New Issue: Regex Flag Confusion

24788, "mppf", "Regex Flag Confusion", "2024-04-05T22:47:32Z"

The Regex module currently includes several optional arguments for the initializer. The problem is, some of these don't work.

These ones are OK, as I understand things:

(from the documentation for regex.init)

  • literal: set to true to treat the regular expression as a literal (ie, create a regex matching pattern as a string rather than as a regular expression).
  • noCapture: set to true in order to disable all capture groups in the regular expression
  • ignoreCase: set to true in order to ignore case when matching. Note that this can be set inside the regular expression with (?i).
  • dotAll: set to true in order to allow . to match a newline. Note that this can be set inside the regular expression with (?s).

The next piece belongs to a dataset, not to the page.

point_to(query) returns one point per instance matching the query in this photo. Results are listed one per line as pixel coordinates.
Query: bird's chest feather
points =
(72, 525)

There are three that are problematic (these bullets are from the documentation for regex.init):

  • multiLine: set to true in order to activate multiline mode meaning that ^ and $ match the beginning and end of a line instead of just the beginning and end of the text. Note that this can be set inside a regular expression with (?m).
  • nonGreedy: set to true in order to prefer shorter matches for repetitions; for example, normally x* will match as many x characters as possible and x*? will match as few as possible. This flag swaps the two, so that x* will match as few as possible and x*? will match as many as possible. Note that this flag can be set inside the regular expression with (?U).
  • posix: set to true to disable non-POSIX regular expression syntax

We are using these to set RE2 Options like this:

  opts->set_longest_match(!options->nongreedy);
  opts->set_one_line(!options->multiline);

But, what the RE2 docs describe these Options as doing is very different from nongreedy and multiline. This gets to the 3 problems:

longest match vs nongreedy

RE2 Options docs say:

    //   longest_match    (false) search for longest match, not first match

But the nongreedy flag is meant to correspond to this totally different feature (per the RE2 syntax docs):

U       ungreedy: swap meaning of «x*» and «x*?», «x+» and «x+?», etc (default false)

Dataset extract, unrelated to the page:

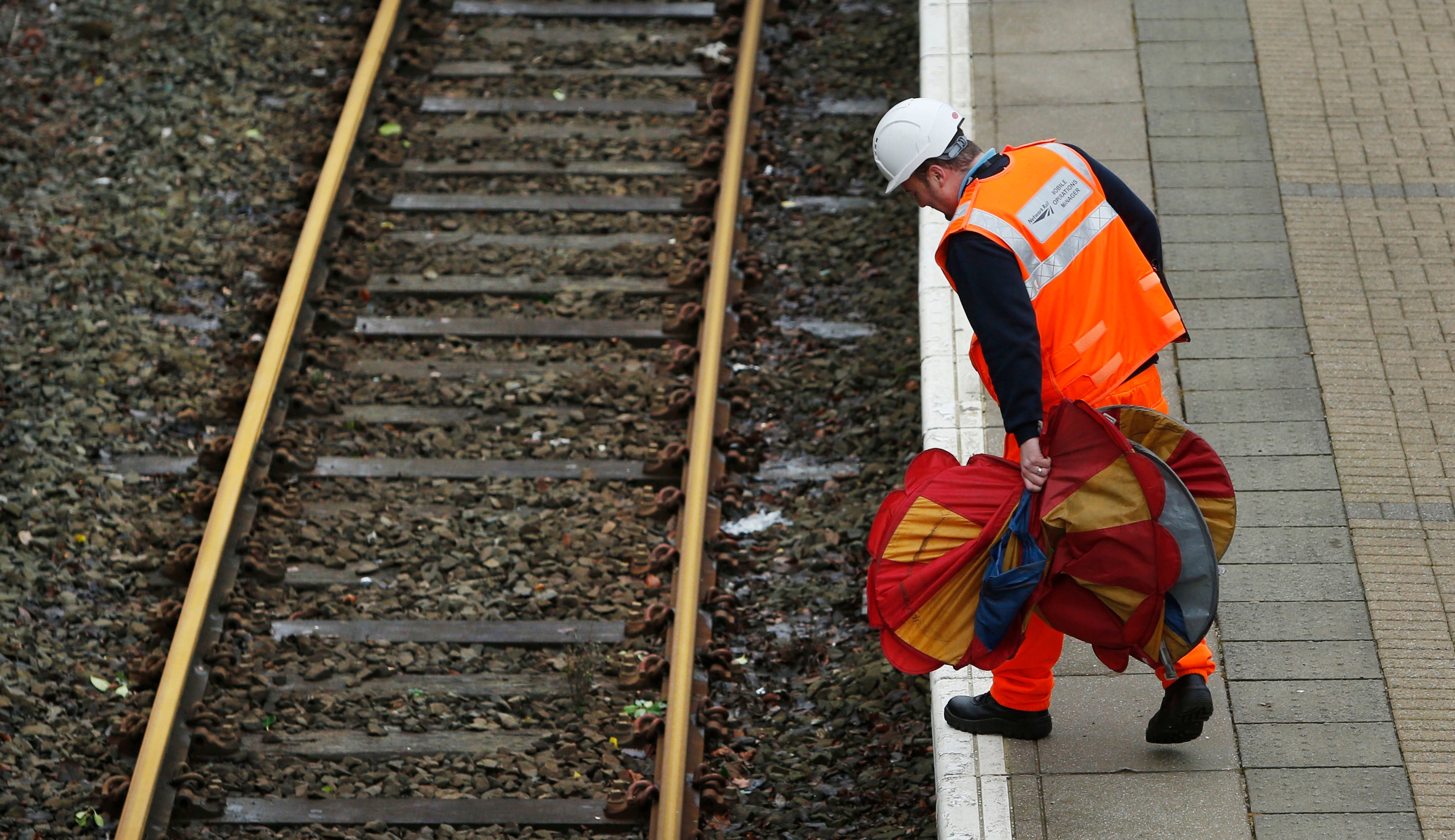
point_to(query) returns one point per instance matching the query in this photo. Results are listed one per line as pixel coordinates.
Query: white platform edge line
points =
(972, 791)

I don't think we should be setting longest_match = !nongreedy. Instead, I think we need to prefix the regex with (?U) when nonGreedy=true is provided, and throw an error if this is provided in combination with posix.

The difference is observable with this program:

use Regex;
writeln("replacing bb |b->a"); // compare with Python re.sub(r'|b', 'a', "bb") -> aaaaa
writeln("bb".replace(new regex("|b"), "a"));

Right now, it produces aa, but if I turn off setting longest_match, it produces ababa (which makes more sense, according to the RE2 docs).

one_line vs multiline

The RE2 Options docs say:

    // The following options are only consulted when posix_syntax == true.
    // When posix_syntax == false, these features are always enabled and
    // cannot be turned off; to perform multi-line matching in that case,
    // begin the regexp with (?m).
    //   perl_classes     (false) allow Perl's \d \s \w \D \S \W
    //   word_boundary    (false) allow Perl's \b \B (word boundary and not)
    //   one_line         (false) ^ and $ only match beginning and end of text

But the multiLine flag is meant to correspond to this related feature (per the RE2 syntax docs):

m       multi-line mode: «^» and «$» match begin/end line in addition to begin/end text (default false)

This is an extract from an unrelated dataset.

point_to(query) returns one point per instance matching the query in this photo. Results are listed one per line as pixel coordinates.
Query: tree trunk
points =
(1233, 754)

That's close to being reasonable, but normally posix mode is off, so one_line=!multiLine will be ignored. I think we need to prefix the regex with (?m) when multiLine=true is provided and posix mode is not requested. How this works when posix mode is requested is the subject of the next section.

posix mode

RE2 provides a "canned" option for Posix mode. That activates longest_match=true. Additionally, per the above, it's my understanding that Posix regexs has a different default w.r.t. multiLine mode (multiline mode is enabled by default).

Presumably, posix=true should activate longest_match=true. It would also normally imply multiLine=true. Is it possible or reasonable to change the default behavior for new Regex("something", posix=true) to activate multiLine=true ? This would be better match RE2 (and presumably POSIX regular expressions).